Ele não se escraviza a regras pré-estabelecidas quaisquer que elas sejam.
Para ele,
Não mais se faz necessário qualquer esforço no sentido de se transformar nisto ou naquilo,
Tanto nesse mundo quanto no próximo.
Pausa para a explicação.
Eu não preciso virar santo,
Não preciso me tornar alguém mais puro do que outra pessoa,
Melhor do que outra pessoa,
Não preciso alcançar um status,
Né?
É isso que ele está querendo dizer aqui.
Continuando,
Além disso,
Deixa de estudar as diversas filosofias por não mais carecer do consolo que elas possam oferecer.
Ou seja,
Ele não está estudando para ter,
Assim,
A garantia de um paraíso,
A garantia do fim das dores,
Para ter um consolo de que as coisas estão bem ou vão ficar bem.

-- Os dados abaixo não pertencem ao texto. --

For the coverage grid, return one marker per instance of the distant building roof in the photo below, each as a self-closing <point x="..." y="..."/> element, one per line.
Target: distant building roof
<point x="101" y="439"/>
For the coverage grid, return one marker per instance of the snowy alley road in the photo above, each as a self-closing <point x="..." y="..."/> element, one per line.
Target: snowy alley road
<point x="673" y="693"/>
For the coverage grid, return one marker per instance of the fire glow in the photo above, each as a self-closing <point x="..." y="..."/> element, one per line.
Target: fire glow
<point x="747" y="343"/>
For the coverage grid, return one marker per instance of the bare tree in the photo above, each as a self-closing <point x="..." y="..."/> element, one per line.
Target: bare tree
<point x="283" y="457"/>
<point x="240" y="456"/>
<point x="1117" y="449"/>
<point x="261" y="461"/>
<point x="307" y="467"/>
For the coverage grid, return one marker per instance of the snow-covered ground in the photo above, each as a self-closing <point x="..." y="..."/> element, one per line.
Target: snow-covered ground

Ele está estudando as filosofias para se conhecer e para desapegar e para tentar deixar para trás aquilo que é ilusório,
De acordo com o budismo.
Voltando ao texto,
Com relação às coisas que vê e que ouve,
Mantém-se inatingível pelo preconceito.
Um brahmane como esse nunca se deixará levar,
Nunca se deixará iludir.
Nada há que aceite,
Nada há que prefira e não se prende a nenhuma filosofia em particular.
Não é por suas virtudes ou por seus feitos gloriosos que o verdadeiro brahmane há de atingir a outra margem,
Para de lá nunca mais voltar.
E aí é o fim desta parte aqui,
Da quinta parte do Paramataka Sutta.
Então,
Voltando a essa interpretação aqui,
A busca,
Muitas vezes,
Da espiritualidade acaba descambando para um ego de superioridade,
De coisa assim de eu estou melhor do que outras pessoas que não estão no caminho que eu estou seguindo.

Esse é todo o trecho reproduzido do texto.